Cristina Figueiredo, editora de política
da SIC | Expresso (curto)
Marcelo Rebelo de Sousa não tem
tido agenda pública nos últimos dias; talvez tenha tirado uns dias de férias (em Monte Gordo, segundo
atestam diversas testemunhas e abundantes selfies nas redes sociais).
Mas estar de férias, no caso do Presidente da República, não significa deixar
de trabalhar (“estar adormecido não é o mesmo que estar a dormir”, como diria
Camilo José Cela): desde domingo, enviou felicitações à seleção feminina de
futebol e palavras de solidariedade aos seus homólogos da Grécia e de Itália,
evocou um escritor falecido, promulgou uma lei do Parlamento e três decretos do
Governo e… largou uma mini-bomba sobre a pacatez estival de um país à beira da
Jornada Mundial da Juventude (cinco dias em que “nothing else matters”) ao vetar
o diploma do Governo sobre a progressão na carreira dos educadores de infância
e dos professores dos ensinos básico e secundário. Afirma Marcelo que o texto
até tem “aspetos positivos – alguns dos quais resultantes de aceitação de
sugestões da Presidência da República”, mas o que ele não compreende é que o
articulado feche definitivamente a porta à possibilidade de recuperação dos 6
anos, 6 meses e 23 dias de tempo de serviço congelados desde os anos da troika,
ainda para mais criando uma disparidade de tratamento entre os professores do
continente e os das ilhas (onde os Governos Regionais já acordaram em lhes
devolver, progressivamente, a integralidade do tempo de serviço).

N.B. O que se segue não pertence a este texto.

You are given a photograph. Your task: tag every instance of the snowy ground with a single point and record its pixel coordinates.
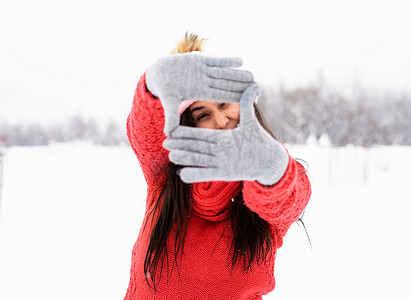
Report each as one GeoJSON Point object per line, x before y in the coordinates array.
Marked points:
{"type": "Point", "coordinates": [70, 214]}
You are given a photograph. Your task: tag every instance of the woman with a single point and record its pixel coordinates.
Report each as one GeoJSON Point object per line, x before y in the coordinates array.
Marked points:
{"type": "Point", "coordinates": [221, 191]}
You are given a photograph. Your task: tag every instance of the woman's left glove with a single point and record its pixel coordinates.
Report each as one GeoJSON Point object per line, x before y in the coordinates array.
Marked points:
{"type": "Point", "coordinates": [247, 152]}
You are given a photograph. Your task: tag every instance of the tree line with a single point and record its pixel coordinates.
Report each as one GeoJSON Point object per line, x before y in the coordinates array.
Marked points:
{"type": "Point", "coordinates": [294, 115]}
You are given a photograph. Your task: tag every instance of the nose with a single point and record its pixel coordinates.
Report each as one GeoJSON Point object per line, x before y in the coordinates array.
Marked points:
{"type": "Point", "coordinates": [221, 120]}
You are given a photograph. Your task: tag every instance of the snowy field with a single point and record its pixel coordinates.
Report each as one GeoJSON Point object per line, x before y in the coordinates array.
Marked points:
{"type": "Point", "coordinates": [70, 214]}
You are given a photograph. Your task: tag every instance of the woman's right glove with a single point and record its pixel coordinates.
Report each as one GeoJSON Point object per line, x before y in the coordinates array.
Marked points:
{"type": "Point", "coordinates": [247, 152]}
{"type": "Point", "coordinates": [193, 76]}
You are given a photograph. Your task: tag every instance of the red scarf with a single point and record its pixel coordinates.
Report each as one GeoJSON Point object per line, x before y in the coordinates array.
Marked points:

“Os professores, tal como os
profissionais de saúde, têm e merecem ter uma importância essencial na nossa
sociedade e em todas as sociedades que apostam na educação, no conhecimento, no
futuro”, argumenta o Presidente, para quem “não foi por acaso que países
exemplos de liderança na educação o foram”: “Escolheram os melhores e
pagaram-lhes aquilo que não pagavam a tantos outros e respeitáveis
trabalhadores do setor público, mesmo de carreiras especiais”. Marcelo insiste
(e com a insistência segue um recado clarinho para o reputado taticista
político que é António Costa): “Apostar na educação é mais do que pensar
no curto prazo, ou em pessoas, situações, instituições, do passado próximo ou
do presente, ou calcular dividendos políticos”. E mais uma vez, não
vá dar-se o caso de os destinatários não terem percebido cabalmente a
mensagem: “Não há nem pode haver comparação entre o estatuto dos
professores, tal como o dos profissionais de saúde, e o de outras carreiras,
mesmo especiais. Governar é escolher prioridades. E saúde e educação são e
deveriam ser prioridades se quisermos ir muito mais longe como sociedade
desenvolvida e justa”.
Da esquerda à direita, a oposição foi unânime em saudar o veto presidencial,
que entende como uma maneira de o Governo (a começar no primeiro-ministro que,
no já longínquo ano de 2019, chegou a ameaçar demitir-se caso a Assembleia da
República aprovasse, como quase aconteceu, o descongelamento total do tempo de
serviço suspenso desde os anos da troika) ter mesmo de voltar atrás e devolver
aos professores a esperança que este diploma, tal como está, lhes tira. Costa,
ao que o Expresso apurou, foi avisado pelo próprio Presidente do
veto quando estava a embarcar, em Timor, de regresso a Lisboa. Até esta hora
não se lhe conhece - nem a ele, nem ao Governo, nem ao PS - qual foi a reação.
Mas é factual que está perante um dilema: ou dá o braço a torcer ou prolonga a luta com os
professores (que marcou, de maneira indelével, o último ano letivo). E, já
agora, é bom que estenda o raciocínio às negociações com os médicos (que
terminam hoje mesmo uma greve de três dias mas que ameaçam voltar à luta na
próxima semana). Marcelo já deixou claro: professores e médicos não são, nem
devem ser olhados como, funcionários públicos iguais aos outros.